A sketch showing the faces of the alleged murderers of investigative journalist, Ahmed Hussein-Suale, has popped up a year after unknown assailants pumped bullets into him.
Information picked up by theghanareport.com indicates that the sketch has been with the security services including the Bureau of National Investigations (BNI) and the Ghana Police Service since March last year.
A spokesperson for Suale’s family, Mr Ibrahim Kamil told theghanareport.com that the family first saw the portraits two months after Suale’s death.
“We saw it with the security services. They told us that they were working on the portraits of the killers and adding finishing touches to it but it was not made public,” he said.
“The sketch is not public until now” that a one-year commemorative service is being organised to mark the bloody incident.
Suale’s family has been complaining about the lack of breakthrough for the case that shocked the world.

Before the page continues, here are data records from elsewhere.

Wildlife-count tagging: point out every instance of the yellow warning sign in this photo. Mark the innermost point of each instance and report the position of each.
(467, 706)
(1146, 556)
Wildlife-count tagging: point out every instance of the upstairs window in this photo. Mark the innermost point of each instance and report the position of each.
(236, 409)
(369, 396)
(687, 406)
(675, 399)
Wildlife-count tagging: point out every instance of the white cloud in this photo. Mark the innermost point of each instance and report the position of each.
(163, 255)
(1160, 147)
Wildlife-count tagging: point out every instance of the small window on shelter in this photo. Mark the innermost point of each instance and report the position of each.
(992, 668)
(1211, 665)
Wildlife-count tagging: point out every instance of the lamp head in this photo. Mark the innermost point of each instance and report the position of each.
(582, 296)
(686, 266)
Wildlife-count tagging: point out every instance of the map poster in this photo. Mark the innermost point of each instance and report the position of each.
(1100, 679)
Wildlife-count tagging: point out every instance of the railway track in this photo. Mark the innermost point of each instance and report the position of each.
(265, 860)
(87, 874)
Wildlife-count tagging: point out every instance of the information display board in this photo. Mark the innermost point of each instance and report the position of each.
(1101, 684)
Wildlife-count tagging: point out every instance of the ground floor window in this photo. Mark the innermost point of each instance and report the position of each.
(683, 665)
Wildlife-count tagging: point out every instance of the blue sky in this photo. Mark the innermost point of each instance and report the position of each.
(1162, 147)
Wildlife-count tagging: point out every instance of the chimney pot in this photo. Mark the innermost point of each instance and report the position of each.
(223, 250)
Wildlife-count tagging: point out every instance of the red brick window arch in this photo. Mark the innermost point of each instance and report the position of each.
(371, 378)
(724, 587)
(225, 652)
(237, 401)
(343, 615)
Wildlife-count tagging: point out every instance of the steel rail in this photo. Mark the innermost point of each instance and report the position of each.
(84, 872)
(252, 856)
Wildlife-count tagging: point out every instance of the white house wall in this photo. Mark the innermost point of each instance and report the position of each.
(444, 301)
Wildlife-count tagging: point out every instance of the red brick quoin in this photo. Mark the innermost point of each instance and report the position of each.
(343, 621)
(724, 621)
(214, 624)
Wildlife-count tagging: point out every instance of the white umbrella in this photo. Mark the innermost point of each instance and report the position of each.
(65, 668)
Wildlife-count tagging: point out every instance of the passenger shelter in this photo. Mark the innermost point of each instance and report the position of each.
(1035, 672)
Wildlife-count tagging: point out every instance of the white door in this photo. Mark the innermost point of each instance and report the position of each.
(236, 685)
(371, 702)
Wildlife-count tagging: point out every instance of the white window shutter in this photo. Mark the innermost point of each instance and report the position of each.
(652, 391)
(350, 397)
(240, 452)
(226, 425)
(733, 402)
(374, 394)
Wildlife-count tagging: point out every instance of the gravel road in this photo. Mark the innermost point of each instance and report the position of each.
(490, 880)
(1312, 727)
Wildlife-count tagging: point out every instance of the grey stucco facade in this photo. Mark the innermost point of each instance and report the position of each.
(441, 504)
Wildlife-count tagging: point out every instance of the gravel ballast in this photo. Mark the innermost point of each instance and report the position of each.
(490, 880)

Almost a month after Suale’s murder, the Ghana Police Service announced in February 2019 that it was looking for cartographers to use information gathered by investigators to sketch the images of the alleged killers of the undercover journalist who worked at Tiger PI, together with a celebrated undercover reporter, Anas Aremeyaw Anas.
According to the police, they had received descriptions of the persons who shot and killed Suale near his family home at Madina in Accra on January 16, 2019. The cops said they would require experts to give an artistic impression to the faces described by witnesses.

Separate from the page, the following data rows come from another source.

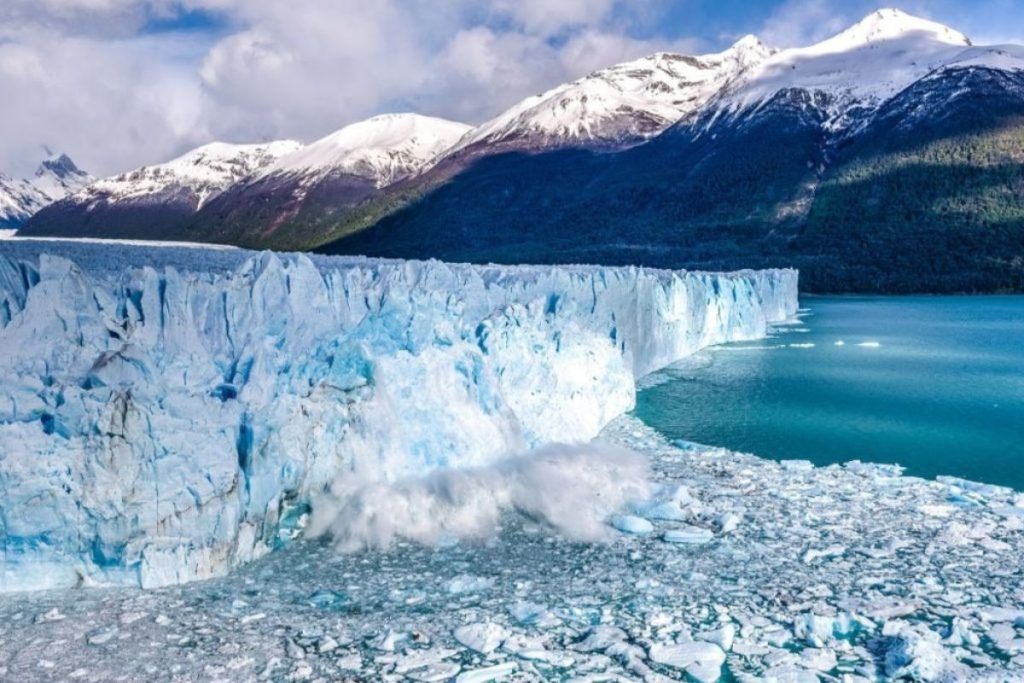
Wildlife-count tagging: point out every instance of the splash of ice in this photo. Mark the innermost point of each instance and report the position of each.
(160, 426)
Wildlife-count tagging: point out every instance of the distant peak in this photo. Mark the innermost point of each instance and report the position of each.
(749, 42)
(891, 24)
(61, 166)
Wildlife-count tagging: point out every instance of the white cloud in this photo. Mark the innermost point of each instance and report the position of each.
(83, 76)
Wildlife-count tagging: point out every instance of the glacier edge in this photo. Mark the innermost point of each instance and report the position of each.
(164, 426)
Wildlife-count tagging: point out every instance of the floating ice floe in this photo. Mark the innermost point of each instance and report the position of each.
(161, 425)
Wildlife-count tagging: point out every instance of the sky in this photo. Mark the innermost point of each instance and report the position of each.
(121, 83)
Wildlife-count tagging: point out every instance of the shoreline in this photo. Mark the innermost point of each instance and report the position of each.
(839, 570)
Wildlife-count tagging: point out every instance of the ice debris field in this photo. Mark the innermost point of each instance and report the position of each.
(172, 424)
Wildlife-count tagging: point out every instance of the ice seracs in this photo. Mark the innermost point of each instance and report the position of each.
(383, 148)
(160, 426)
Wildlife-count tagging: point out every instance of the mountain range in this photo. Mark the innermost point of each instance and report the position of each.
(55, 178)
(889, 158)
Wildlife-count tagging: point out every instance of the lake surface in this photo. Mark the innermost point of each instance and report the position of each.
(935, 384)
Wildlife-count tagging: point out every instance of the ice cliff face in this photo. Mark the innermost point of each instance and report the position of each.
(161, 426)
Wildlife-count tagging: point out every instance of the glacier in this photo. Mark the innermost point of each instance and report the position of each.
(168, 424)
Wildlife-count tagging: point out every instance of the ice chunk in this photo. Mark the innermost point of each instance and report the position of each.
(632, 524)
(702, 660)
(483, 638)
(688, 535)
(496, 673)
(163, 425)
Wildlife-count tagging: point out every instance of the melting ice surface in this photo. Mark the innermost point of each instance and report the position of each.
(732, 567)
(161, 425)
(935, 384)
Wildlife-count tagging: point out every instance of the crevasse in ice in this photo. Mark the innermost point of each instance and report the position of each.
(159, 426)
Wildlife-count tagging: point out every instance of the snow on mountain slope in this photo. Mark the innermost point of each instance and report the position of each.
(383, 148)
(203, 173)
(55, 178)
(160, 426)
(859, 68)
(623, 103)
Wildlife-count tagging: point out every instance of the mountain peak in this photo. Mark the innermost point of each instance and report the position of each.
(60, 166)
(890, 24)
(383, 148)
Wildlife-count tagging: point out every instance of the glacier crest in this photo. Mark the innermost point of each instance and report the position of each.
(162, 426)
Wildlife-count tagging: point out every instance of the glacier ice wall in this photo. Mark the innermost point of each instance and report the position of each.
(160, 426)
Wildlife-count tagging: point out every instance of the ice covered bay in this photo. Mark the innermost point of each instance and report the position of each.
(845, 572)
(167, 423)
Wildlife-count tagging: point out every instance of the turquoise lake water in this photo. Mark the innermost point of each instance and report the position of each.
(935, 384)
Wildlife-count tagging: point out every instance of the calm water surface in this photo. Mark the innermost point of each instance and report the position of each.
(933, 383)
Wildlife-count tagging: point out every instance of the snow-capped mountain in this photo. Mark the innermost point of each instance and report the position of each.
(156, 201)
(622, 104)
(55, 178)
(859, 69)
(383, 148)
(202, 174)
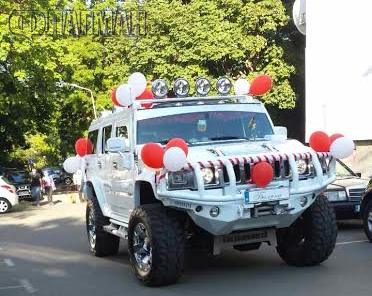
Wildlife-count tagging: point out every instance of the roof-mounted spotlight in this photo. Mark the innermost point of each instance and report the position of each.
(202, 86)
(223, 85)
(159, 88)
(181, 87)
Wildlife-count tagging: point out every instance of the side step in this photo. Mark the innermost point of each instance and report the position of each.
(117, 228)
(267, 235)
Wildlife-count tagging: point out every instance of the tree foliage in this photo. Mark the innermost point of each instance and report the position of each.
(234, 38)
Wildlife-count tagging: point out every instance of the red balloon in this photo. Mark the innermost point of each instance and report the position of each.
(146, 95)
(178, 142)
(260, 85)
(152, 155)
(262, 174)
(335, 137)
(113, 98)
(83, 146)
(320, 141)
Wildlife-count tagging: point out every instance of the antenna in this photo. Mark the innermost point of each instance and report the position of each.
(299, 15)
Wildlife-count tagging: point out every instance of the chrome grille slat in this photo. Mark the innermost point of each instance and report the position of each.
(356, 194)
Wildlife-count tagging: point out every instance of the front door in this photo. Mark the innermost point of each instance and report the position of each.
(122, 172)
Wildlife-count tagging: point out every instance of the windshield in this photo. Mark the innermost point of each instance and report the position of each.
(342, 171)
(203, 127)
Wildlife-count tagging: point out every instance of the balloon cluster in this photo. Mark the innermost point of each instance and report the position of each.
(125, 94)
(172, 158)
(83, 146)
(338, 145)
(259, 86)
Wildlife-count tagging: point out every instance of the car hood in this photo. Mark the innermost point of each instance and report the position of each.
(353, 182)
(242, 148)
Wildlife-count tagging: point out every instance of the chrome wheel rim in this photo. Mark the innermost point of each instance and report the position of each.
(142, 250)
(92, 230)
(369, 220)
(3, 206)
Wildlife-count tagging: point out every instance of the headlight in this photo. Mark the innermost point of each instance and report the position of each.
(181, 87)
(202, 86)
(302, 166)
(336, 195)
(159, 88)
(208, 175)
(223, 86)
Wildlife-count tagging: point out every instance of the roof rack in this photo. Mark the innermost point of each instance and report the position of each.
(177, 102)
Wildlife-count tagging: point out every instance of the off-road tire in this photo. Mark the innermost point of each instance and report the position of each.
(312, 238)
(167, 240)
(366, 212)
(106, 244)
(6, 206)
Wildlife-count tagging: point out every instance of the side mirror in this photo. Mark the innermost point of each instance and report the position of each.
(117, 144)
(281, 131)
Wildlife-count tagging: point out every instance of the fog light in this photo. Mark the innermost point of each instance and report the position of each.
(303, 201)
(159, 88)
(214, 212)
(202, 86)
(181, 87)
(223, 86)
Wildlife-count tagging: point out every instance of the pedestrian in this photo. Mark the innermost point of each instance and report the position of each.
(49, 187)
(36, 184)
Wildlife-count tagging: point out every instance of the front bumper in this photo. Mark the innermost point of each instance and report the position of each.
(235, 214)
(13, 199)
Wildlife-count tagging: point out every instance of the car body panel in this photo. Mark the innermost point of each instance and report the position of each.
(118, 198)
(354, 188)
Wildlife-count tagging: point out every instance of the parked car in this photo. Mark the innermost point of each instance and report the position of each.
(366, 211)
(60, 176)
(212, 200)
(8, 195)
(346, 192)
(21, 180)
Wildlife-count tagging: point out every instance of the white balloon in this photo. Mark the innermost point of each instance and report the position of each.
(72, 164)
(174, 159)
(342, 147)
(125, 95)
(241, 86)
(138, 83)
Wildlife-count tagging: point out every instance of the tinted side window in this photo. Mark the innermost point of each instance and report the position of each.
(122, 131)
(93, 137)
(106, 134)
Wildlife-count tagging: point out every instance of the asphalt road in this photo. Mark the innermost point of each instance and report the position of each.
(45, 252)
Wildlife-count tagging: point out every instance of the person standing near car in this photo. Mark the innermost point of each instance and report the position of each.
(49, 187)
(36, 185)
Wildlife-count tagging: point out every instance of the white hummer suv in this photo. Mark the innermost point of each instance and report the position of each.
(211, 203)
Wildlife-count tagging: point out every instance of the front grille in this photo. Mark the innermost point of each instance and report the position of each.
(243, 172)
(356, 194)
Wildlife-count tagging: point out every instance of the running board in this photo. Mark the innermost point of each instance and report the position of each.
(117, 230)
(267, 235)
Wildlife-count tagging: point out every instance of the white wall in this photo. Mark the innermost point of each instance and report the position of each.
(339, 67)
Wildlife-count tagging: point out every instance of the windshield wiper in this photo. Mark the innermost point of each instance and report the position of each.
(227, 138)
(165, 141)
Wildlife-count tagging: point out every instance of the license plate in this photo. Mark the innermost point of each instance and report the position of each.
(265, 195)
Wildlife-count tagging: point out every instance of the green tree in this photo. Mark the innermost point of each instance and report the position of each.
(236, 38)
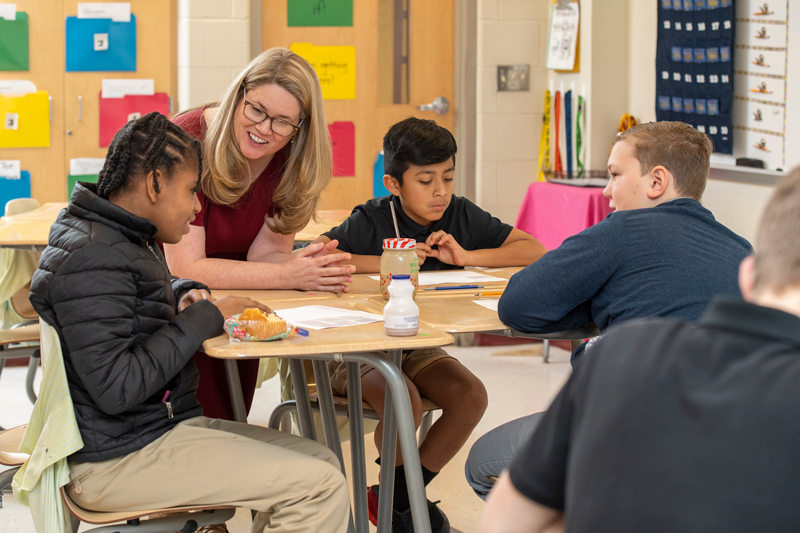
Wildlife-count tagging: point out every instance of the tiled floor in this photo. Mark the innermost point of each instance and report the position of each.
(517, 385)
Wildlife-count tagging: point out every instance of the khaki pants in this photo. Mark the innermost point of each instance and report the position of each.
(295, 484)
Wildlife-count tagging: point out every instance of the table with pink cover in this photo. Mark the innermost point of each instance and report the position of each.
(551, 212)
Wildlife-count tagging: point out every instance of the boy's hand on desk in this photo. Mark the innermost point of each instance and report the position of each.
(233, 305)
(314, 268)
(423, 251)
(194, 295)
(447, 249)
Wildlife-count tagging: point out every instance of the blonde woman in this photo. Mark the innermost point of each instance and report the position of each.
(267, 159)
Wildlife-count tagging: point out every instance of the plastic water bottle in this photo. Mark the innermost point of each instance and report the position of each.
(401, 314)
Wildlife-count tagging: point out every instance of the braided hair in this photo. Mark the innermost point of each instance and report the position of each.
(144, 145)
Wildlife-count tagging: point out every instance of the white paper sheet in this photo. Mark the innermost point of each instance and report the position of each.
(16, 87)
(83, 166)
(8, 11)
(451, 276)
(322, 317)
(116, 11)
(120, 88)
(10, 169)
(491, 305)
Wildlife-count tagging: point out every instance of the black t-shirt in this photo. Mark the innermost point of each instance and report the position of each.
(366, 227)
(668, 426)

“A lot of people have described them (the killers) and we are also trying to get cartographers who can give us an artistic impression about who they are, to help in identifying them. So far that is where we are,” the then Director of Public Affairs, ACP David Senanu Eklu told journalists.
But a year down the line, there is no sign of the artist impression of the murderers.
However, on Thursday, a not-for-profit journalism platform, forbiddenstories.org, released the portrait which it says identifies the alleged murderers but eyewitnesses to the heinous crime are not willing to speak to the police for fear of being victimised.